というか、見てて思うが、狐も公女も滝川も、どんどん皇女の扱いが雑になっている。
「ぶー」
107階の上への転移陣に入って終わりだと思っていたらしい皇女様はぶーたれているが、誰にも相手してもらえていない。
というか、君ら結構長いこと一緒に旅してたらしいのに、ずっとこんなだったの?
「皇女フォローした方がいいの?」
こそっと近くにいた一番頼りになりそうな公女に聞いてみる。
「放っとけばそのうち忘れますよ。近侍の近衛騎士がいないとどうしようもないポンコツだとこの世界に来てつくづく思い知らされました」
溜息ついてるけど、それでいいのか。
まぁ、絡んでもめんどくさそうなので、俺も放っておくことにする。
「とりあえずまっすぐしか進めないみたいだし、進もう」
107階との転移陣の部屋からはまっすぐに長い廊下が伸びているだけで、他には何もない。
モンスターの姿も見えない。
滝川が戦闘でガンガン進もうといった雰囲気を出している。
「警戒だけはしておけよ」
俺は基本的に最後尾。背後を警戒するのが仕事になっている。
モンスターが複数で襲ってくることはなぜかないのだが、通り過ぎた後にポップしてバックアタックというのは普通にあるので、背後の警戒は割と重要。

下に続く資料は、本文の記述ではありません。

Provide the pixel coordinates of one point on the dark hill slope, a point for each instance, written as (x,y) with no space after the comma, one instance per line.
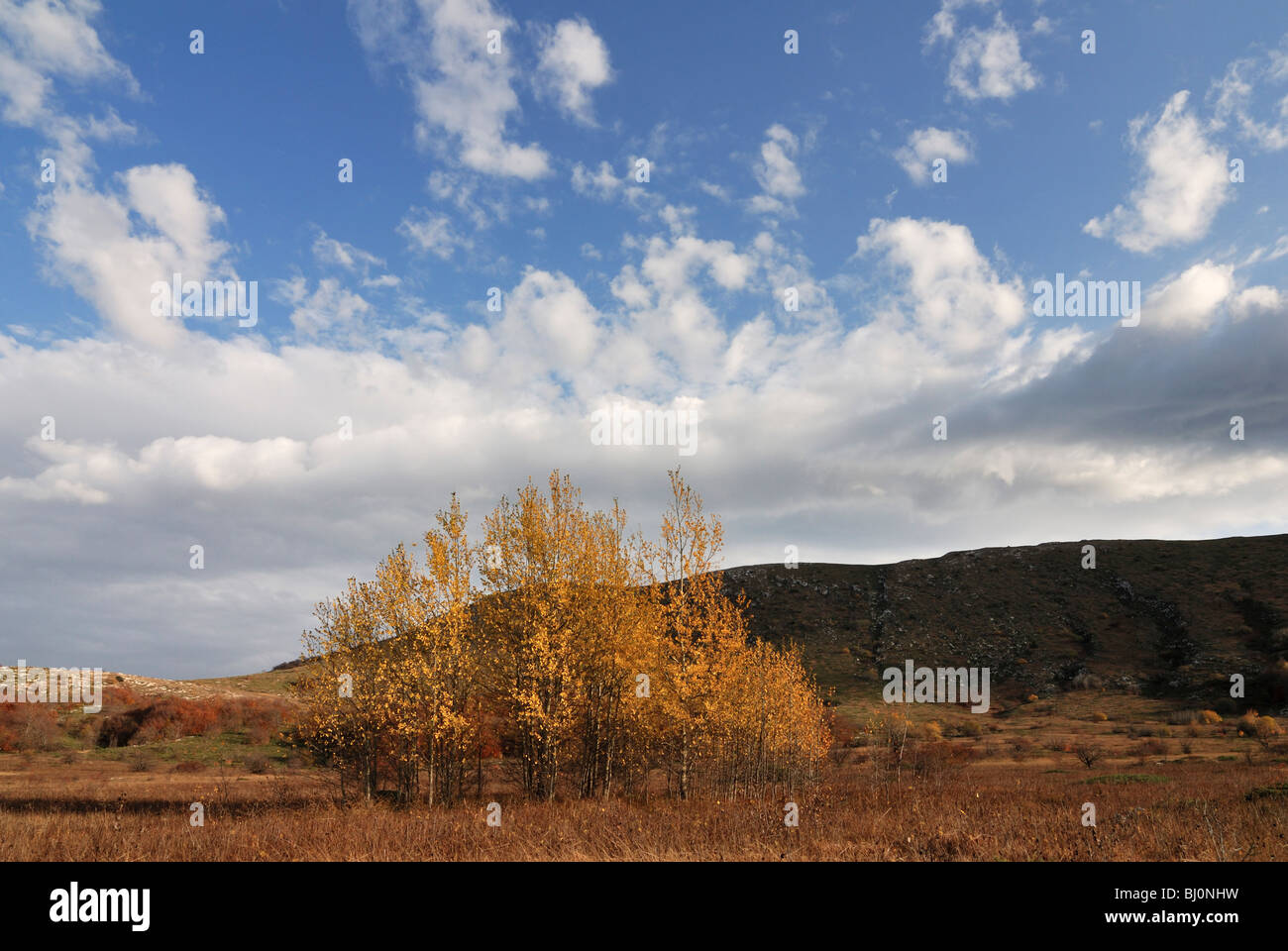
(1167,617)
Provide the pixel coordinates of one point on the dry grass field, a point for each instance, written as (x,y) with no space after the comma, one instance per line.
(1016,792)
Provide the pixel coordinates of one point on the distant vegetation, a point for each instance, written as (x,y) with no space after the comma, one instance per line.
(588,658)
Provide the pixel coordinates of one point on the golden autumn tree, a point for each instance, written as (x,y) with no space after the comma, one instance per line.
(597,658)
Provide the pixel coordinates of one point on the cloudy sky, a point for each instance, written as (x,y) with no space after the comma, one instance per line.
(642,191)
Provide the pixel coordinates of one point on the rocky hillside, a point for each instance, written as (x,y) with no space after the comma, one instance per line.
(1163,617)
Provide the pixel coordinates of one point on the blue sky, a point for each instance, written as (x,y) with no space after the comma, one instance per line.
(515,170)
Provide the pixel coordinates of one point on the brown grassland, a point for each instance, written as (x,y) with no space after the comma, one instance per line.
(1016,792)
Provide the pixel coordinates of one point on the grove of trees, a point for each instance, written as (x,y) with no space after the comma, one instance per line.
(592,661)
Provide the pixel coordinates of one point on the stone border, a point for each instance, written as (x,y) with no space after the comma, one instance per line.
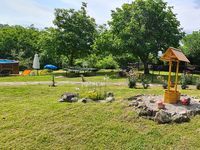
(146,107)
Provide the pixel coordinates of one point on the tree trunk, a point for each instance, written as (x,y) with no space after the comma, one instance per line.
(146,68)
(71,60)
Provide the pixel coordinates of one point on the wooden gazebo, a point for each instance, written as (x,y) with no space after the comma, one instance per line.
(173,55)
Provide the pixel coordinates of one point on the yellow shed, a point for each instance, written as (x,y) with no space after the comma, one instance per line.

まぁ、味方に背後を任せられるという安心があればいいが、この塔の下層の冒険者達があれなせいで、知らない相手とパーティーを組むというのはなかなか難しいようだ。
大概、パーティーを組んだことがある奴は、後ろから味方だったはずのパーティーメンバーに攻撃されて装備とられて1階から再スタートという経験があるらしく、各冒険者ギルドでこんなパーティーは珍しい珍しいと言われた。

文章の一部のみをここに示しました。